Monday, 8 October 2012

Hidden in Plain Sight: Occultism

It is impossible to get too far in to the matter of modern psychogeography without dealing with what we might call the occult, or the esoteric. More or less directly, many psychogeographers (particularly the London school) have tapped in to a variety of concepts common to various traditions of western mysticism; hermeticism, alchemy and gnosticism, via modern occultism. Particularly important (as they are, framed differently, in much modern art practice) are ideas of symbolism and correspondence. Alchemists believe that an object can be manipulated through its reflection or image; hermeticists believe in the direct correspondence between the microcosm and the macrocosm ('as above, so below') and gnostics believe that the reality we perceive is simply a deceptive projection, a curtain pulled across our eyes. In occult psychogeographic writing, the landscape and the individual become reflections of each other; the landscape becomes the medium through which wider social forces shape the individual, and vice versa. It also becomes the point of interaction between the real past, the past-as-myth and various conceptions of the present. Place here is not simply the banal reality of physical geography, but an imaginative (and imagined) space. The very use of occult language (as opposed to what can often be equivalent artistic jargon) is employed deliberately, to create an air of mysticism. The landscape, whether urban or rural, is a place of secrets and a battleground for interpretations. The occult psychogeographers employ their mystical methods in order to reinforce their own interpretation, without necessarily seeking to make any claims towards truth.

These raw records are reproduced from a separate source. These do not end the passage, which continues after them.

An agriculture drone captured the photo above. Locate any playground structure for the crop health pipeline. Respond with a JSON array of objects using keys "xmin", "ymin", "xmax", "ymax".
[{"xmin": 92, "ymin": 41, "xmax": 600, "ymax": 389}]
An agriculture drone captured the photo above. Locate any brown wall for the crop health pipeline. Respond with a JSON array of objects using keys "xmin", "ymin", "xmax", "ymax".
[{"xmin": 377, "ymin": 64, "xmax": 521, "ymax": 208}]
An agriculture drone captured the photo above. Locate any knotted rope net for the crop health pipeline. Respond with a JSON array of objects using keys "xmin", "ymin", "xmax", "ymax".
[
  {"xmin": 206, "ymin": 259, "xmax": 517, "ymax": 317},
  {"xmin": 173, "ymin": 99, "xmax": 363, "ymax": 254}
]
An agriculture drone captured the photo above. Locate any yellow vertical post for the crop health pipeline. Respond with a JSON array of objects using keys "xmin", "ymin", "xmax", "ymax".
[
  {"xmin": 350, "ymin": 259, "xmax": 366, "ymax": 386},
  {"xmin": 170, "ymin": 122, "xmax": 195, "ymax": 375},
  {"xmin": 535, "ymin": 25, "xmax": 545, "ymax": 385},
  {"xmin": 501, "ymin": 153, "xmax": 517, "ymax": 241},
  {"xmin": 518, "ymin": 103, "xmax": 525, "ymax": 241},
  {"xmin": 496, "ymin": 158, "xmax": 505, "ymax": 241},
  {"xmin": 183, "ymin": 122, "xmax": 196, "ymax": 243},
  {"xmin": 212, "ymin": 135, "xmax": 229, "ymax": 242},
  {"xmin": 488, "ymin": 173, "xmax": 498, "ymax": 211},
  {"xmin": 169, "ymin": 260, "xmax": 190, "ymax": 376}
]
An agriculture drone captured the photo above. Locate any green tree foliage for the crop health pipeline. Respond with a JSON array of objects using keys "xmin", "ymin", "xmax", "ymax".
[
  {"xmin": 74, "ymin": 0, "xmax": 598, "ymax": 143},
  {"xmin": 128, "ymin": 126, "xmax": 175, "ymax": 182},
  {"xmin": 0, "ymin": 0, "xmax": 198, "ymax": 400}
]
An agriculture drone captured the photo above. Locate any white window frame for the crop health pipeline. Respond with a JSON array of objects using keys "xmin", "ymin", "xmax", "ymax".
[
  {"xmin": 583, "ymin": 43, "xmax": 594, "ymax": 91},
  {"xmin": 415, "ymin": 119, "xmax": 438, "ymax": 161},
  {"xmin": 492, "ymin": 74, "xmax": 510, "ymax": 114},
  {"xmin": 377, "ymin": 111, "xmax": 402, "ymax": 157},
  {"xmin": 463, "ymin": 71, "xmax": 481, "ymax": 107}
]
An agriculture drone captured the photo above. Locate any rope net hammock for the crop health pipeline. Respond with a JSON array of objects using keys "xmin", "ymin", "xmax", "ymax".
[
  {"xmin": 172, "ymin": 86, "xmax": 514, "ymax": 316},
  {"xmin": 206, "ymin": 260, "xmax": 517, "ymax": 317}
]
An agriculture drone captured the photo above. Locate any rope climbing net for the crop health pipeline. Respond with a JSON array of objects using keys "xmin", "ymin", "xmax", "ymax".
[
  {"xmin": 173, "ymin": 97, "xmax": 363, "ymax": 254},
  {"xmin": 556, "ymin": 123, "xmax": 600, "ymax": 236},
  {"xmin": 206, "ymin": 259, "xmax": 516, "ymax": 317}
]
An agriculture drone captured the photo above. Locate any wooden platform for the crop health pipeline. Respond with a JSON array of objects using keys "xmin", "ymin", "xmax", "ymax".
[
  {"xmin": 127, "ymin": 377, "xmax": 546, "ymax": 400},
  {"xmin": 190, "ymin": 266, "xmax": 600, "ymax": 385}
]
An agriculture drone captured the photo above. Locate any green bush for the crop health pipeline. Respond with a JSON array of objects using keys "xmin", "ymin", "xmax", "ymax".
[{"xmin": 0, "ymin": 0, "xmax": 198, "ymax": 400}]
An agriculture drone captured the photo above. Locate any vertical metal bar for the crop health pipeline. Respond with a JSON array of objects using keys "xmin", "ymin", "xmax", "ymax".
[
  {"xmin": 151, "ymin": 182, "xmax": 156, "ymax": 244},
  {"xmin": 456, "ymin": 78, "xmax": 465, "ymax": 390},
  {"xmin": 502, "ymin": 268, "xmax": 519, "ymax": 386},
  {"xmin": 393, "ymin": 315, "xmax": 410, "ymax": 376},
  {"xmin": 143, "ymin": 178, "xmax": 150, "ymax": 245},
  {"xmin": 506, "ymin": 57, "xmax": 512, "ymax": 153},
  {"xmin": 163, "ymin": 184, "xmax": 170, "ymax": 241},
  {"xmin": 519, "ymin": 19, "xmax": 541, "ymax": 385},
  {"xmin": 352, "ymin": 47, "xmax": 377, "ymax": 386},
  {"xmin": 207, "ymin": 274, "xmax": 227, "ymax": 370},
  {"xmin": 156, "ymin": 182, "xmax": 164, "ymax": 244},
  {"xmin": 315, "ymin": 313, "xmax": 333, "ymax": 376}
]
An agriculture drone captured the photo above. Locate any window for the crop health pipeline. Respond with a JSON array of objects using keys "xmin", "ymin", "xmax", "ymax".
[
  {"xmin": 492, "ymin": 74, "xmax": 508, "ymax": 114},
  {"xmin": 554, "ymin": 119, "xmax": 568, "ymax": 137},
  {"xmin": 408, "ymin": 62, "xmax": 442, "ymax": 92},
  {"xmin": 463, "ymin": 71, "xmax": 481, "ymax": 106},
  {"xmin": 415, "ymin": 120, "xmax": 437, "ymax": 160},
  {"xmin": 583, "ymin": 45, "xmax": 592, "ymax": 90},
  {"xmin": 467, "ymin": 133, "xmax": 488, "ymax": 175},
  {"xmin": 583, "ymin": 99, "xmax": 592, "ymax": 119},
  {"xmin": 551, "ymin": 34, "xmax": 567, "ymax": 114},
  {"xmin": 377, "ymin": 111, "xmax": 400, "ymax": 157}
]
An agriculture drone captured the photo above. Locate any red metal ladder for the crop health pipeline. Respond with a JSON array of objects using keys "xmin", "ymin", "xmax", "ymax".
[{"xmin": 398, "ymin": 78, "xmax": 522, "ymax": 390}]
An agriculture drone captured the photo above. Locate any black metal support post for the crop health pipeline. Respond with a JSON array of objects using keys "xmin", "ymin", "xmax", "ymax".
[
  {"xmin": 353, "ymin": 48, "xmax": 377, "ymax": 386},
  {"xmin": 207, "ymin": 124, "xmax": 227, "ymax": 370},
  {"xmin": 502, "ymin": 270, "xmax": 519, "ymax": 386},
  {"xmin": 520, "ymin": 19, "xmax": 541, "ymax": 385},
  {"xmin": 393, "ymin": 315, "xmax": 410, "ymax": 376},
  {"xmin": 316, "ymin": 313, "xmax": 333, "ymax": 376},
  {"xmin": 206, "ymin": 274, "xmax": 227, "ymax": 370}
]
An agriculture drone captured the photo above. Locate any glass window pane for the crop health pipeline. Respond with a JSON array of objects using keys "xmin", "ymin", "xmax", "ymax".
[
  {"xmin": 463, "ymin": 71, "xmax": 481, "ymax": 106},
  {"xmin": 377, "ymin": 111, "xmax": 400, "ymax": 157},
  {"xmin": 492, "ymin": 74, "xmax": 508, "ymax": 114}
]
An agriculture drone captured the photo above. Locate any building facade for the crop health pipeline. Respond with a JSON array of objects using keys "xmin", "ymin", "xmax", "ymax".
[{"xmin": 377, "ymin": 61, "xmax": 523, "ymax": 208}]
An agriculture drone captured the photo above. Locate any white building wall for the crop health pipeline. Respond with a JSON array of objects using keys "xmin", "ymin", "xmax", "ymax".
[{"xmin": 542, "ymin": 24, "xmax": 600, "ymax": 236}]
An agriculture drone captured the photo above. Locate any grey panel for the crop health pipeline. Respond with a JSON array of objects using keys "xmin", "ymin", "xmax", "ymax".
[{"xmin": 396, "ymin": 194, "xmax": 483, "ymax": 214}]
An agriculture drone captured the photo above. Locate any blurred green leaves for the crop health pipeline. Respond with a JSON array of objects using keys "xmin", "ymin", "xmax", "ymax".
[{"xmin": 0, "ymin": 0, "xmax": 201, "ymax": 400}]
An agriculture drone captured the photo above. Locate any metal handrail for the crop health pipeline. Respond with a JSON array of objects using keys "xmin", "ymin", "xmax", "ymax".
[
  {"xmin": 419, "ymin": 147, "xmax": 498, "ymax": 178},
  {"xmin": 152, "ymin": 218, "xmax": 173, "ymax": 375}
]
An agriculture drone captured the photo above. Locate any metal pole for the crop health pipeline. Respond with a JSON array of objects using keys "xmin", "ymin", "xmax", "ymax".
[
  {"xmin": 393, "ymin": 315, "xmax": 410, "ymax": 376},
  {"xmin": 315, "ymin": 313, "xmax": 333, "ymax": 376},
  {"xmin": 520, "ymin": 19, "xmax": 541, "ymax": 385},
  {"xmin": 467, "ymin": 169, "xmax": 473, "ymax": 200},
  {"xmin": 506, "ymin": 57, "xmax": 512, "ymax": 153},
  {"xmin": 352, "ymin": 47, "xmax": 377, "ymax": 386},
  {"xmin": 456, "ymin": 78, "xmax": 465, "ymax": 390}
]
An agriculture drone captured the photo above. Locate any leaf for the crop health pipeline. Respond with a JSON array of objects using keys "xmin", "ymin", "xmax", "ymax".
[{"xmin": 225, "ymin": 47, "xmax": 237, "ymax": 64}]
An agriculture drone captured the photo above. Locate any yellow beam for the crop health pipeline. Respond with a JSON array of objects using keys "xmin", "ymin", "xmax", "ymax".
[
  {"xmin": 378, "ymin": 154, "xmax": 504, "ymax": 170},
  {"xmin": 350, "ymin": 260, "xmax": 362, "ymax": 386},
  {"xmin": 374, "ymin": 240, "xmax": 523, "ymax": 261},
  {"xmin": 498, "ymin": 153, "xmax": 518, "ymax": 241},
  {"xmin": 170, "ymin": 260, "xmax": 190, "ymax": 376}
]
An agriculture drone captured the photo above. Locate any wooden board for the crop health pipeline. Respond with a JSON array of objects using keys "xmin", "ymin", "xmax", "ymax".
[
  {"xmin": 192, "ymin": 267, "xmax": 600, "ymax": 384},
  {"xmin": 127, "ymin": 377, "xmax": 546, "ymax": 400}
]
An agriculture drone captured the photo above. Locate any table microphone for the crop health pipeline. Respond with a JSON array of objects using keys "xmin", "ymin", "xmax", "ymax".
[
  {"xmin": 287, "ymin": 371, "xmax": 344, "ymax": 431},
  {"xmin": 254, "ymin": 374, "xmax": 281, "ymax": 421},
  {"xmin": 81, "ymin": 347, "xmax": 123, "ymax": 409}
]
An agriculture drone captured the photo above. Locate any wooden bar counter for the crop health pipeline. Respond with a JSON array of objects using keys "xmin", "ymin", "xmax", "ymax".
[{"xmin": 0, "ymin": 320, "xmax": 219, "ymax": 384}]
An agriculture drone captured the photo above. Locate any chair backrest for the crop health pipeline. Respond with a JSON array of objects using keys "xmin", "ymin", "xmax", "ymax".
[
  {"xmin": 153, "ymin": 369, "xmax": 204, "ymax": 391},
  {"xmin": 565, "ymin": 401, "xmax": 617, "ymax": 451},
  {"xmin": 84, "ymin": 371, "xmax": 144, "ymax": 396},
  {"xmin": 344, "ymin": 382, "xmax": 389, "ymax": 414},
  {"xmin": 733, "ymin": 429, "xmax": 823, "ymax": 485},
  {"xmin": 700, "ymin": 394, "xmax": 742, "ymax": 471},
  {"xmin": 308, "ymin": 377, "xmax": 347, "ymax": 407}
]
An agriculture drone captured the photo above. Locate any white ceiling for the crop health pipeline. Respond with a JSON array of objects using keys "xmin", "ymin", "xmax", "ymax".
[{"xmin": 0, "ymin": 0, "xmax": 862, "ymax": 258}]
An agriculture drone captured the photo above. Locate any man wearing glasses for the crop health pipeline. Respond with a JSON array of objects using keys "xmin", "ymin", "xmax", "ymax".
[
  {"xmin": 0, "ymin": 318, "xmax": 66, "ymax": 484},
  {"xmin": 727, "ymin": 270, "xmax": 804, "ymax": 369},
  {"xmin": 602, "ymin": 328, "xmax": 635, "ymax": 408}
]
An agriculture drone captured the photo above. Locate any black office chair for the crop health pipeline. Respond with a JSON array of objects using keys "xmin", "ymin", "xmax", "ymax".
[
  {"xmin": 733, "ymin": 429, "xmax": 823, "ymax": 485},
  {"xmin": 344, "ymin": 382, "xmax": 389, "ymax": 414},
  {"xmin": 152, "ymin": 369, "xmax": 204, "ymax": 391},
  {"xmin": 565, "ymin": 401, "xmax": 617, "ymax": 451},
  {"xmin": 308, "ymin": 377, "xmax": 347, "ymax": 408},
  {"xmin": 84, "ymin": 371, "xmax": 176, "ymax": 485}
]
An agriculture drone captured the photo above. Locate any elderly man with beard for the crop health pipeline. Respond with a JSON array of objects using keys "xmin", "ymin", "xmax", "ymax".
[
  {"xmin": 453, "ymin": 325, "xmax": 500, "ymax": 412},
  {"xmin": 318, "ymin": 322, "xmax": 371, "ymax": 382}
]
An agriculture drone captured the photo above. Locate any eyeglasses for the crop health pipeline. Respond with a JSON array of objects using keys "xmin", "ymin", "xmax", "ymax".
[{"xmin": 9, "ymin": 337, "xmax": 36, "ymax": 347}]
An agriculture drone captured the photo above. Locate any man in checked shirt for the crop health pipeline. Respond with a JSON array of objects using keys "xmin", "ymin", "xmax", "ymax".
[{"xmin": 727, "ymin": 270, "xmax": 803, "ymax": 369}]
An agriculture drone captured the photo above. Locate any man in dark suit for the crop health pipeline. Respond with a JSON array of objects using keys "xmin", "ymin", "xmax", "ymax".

 Something that it is very important to realize about the occult is that many people who employ it, particularly creative people, have little or no concrete belief in the supernatural, certainly not as a phenomena that can be objectively measured. 'Magic(k)' is a concept of the same order as 'art'. Indeed, magick can be seen as an artistic form. The best practical example I've ever seen of how this can be conceptualised within a rationalistic framework is contained within one of the appendices to Robert Anton Wilson and Robert Shea's 'Illuminatus! Trilogy'. I have leant my copy to a friend, so I'll paraphrase as best as I remember it. Consider a blind taste test being conducted by an advertising company. They get a group to drink two sorts of cola, Cola A and Cola B. After this test, 70% of the group says they prefer Cola B. Next, the test is repeated, except Cola A is now labelled 'Coca Cola' whilst Cola B carries a generic label. This time, 80% of the group prefer Cola A. In short, the addition of a special symbol (the coca cola logo) has apparently changed the taste of a liquid. We cannot, really, be accused of any intellectual crime more serious than whimsy if we decide to call this process magick. What we are talking about, essentially, is systems of psychological manipulation that affect people's actions, perceptions and opinions. To a large degree, this psychological manipulation is a consensual process. Occultists attempt to use these processes (with varying degrees of success) to manipulate their own mental states more often than they attempt to use it to manipulate those of others.

The use of the occult in psychogeography can be understood in this way; as a meditative, even psychedelic technique. The standard mode of psychogeography is, after all, very introspective. As important as the landscape is the individual within it, the individual which moves within, across and through the landscape; acts upon it and is acted upon by it; and ultimately creates the psychogeographical artwork from it. The artist as flâneur becomes, almost by default, a romantic figure, like one of the people in a Caspar David Freidrich painting, the person as a mirror. 

One much more particular occult concept which features heavily in modern psychogeography, and will be touched on in Vectis, is the concept of the ley line. This deserves its own post, not least so we can dip in to the curious story of how an obscure concept about neolithic transport routes by an amateur archaeologist turned in to a cornerstone of (particularly British) new-age mysticism, and particularly how the methodological flaws underlying Alfred Watkin's theory make it a perfect basis for a more imaginative artistic practice.